Sunday, September 11 – 2:30 pm

Black Radish Poets Collective

Carrie Hunter
Dana Teen Lomax
James Maughn
Jill Stengel

Carrie Hunter received her MFA/MA in the now defunct Poetics program at New College of California, and edits the small chapbook press, ypolita press. She has several chapbooks, including Vorticells (Cy Gist Press), Kine(sta)sis (Dusie), The Unicorns (Dusie), A Musics (Arrow as Aarow), and Diary(Dusie). She lives in San Francisco. Her first full-length book, The Incompossible, is just out from Black Radish.

James Maughn lives in Santa Cruz, CA, where he co-edits the literary arts journal Ping Pong for the Henry Miller Memorial Library. He also coordinates A New Cadence Poetry Series out of the Felix Kulpa Gallery in Santa Cruz.  His first book, Kata, was published by BlazeVOX Books in 2008. His new book from Black Radish is The Arakaki Permutatons.

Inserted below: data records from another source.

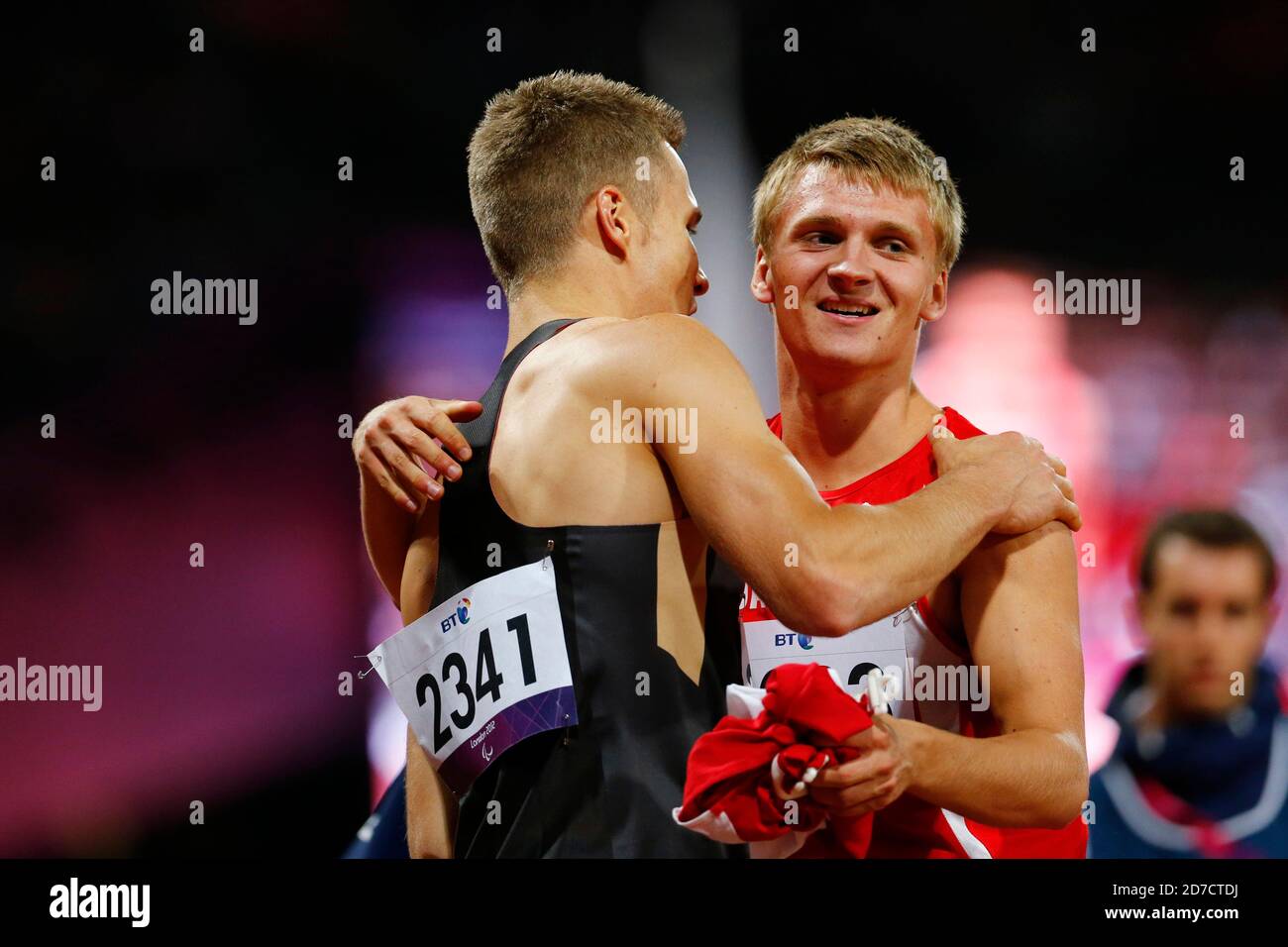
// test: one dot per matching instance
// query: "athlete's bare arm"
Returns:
(432, 809)
(1019, 602)
(393, 486)
(759, 508)
(822, 570)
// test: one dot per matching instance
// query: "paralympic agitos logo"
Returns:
(789, 638)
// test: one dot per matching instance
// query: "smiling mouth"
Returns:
(850, 311)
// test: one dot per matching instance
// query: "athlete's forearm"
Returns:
(432, 809)
(386, 530)
(879, 560)
(1026, 779)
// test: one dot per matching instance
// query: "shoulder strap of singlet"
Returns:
(490, 398)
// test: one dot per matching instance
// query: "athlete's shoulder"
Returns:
(636, 356)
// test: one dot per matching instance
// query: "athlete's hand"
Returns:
(1031, 480)
(870, 783)
(394, 437)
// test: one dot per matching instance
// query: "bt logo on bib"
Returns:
(787, 638)
(460, 617)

Dana Teen Lomax hails from San Quentin and has some of the following books to her credit: Disclosure (Black Radish Books, 2011), Letters To Poets: Conversations about Poetics, Politics, and Community (Saturnalia Books, 2008), Curren¢y (Palm Press, 2006); plus chapbooks Disclosure (UBU Editions, 2010), Rx (Dusie Press, 2010), from Disclosure (Dusie Press, 2009), Room (a+bend, 1999). Nearly full disclosure has been made, though we haven’t mentioned her appearance in numerous anthologies and literary journals.

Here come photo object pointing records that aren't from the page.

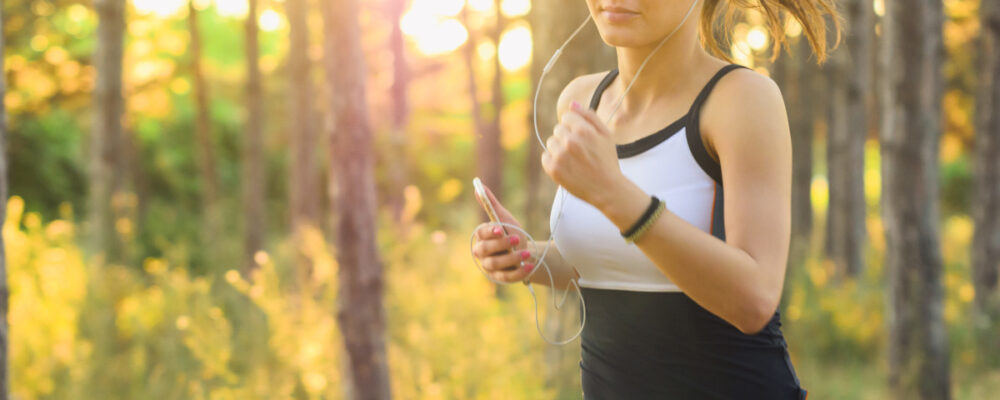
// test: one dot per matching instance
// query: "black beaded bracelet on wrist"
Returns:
(643, 222)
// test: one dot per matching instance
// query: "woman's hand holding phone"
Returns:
(501, 253)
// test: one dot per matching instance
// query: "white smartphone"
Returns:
(484, 200)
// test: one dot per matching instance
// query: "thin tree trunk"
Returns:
(253, 157)
(4, 289)
(800, 76)
(479, 124)
(846, 232)
(491, 154)
(400, 110)
(361, 316)
(787, 73)
(203, 134)
(986, 190)
(106, 138)
(911, 106)
(304, 196)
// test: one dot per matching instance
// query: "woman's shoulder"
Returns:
(580, 89)
(745, 98)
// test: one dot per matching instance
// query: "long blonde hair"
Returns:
(810, 14)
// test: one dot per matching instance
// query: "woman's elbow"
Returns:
(756, 315)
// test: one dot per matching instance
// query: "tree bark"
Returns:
(106, 138)
(361, 316)
(491, 154)
(253, 157)
(986, 189)
(484, 135)
(796, 74)
(850, 72)
(397, 167)
(203, 134)
(304, 179)
(911, 105)
(4, 289)
(986, 198)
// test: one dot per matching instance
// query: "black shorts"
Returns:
(663, 345)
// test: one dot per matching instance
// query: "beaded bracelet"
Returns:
(652, 212)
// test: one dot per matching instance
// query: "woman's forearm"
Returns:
(721, 278)
(562, 272)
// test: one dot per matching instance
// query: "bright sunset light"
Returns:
(160, 8)
(515, 48)
(270, 20)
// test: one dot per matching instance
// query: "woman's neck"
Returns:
(666, 72)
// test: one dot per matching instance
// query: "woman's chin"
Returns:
(620, 38)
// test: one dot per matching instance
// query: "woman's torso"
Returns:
(644, 337)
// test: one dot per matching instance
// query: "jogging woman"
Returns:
(676, 218)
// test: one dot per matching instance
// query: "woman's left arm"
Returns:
(739, 279)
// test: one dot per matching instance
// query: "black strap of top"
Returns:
(707, 163)
(608, 78)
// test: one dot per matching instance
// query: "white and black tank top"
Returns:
(645, 338)
(671, 164)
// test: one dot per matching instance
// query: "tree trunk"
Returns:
(203, 135)
(986, 189)
(482, 131)
(400, 110)
(253, 157)
(4, 289)
(106, 138)
(361, 316)
(788, 74)
(800, 80)
(491, 153)
(850, 80)
(911, 106)
(304, 179)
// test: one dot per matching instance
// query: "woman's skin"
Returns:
(743, 123)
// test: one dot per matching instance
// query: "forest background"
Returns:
(260, 199)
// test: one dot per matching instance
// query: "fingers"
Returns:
(506, 261)
(497, 245)
(512, 276)
(488, 231)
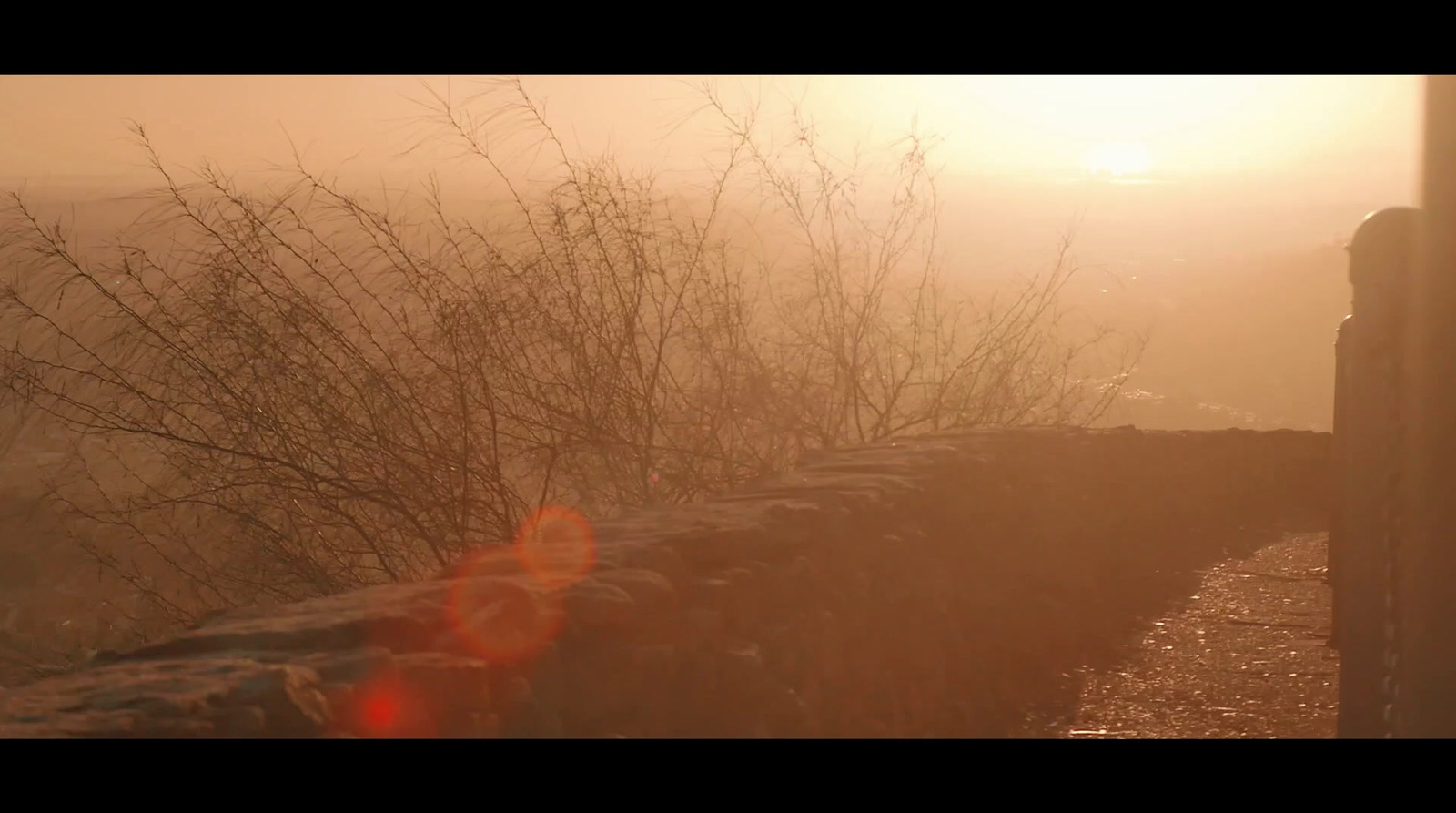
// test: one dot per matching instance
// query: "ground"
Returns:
(1247, 655)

Jill Stengel is the publisher of a+bend press, and parent of three young children. Formerly of San Francisco and Los Angeles, she now resides with her family in Davis, CA. Several of her serial poems have appeared in chapbook form: cartography (1999, WOOD); History, Possibilities : (1999, a+bend press); ladies with babies (2003, Boog); lagniappe (2008, Nous-Zot Press, Dusie Kollektiv); late may (2007, Dusie); may(be) (2006, Dusie); and I would open (Ypolita); and wreath (Texfiles). She has a new collection out (or perhaps it’s forthcoming, we can’t be sure) from none other than… Black Radish Books!

 

Monday, September 12th, 7:00 pm

Unsolicited Poems

David Rowe & Marc Olmstead

A native of Worcester, Mass., David Rowe was educated at Swarthmore. His poems have appeared in the Cortland Review, the North American Review, Big Bridge, Dorado, Solid Quarter, Exquisite Corpse, YAWP, & in the anthology, the Maple Leaf Rag. A poet equally of the stage & the page, David has read his poetry on the Moe Green Poetry Show & WWOZ, & at countless venues both in the States & abroad. His first full-length book, just out from Verna Press (New Orleans), is Unsolicited Poems.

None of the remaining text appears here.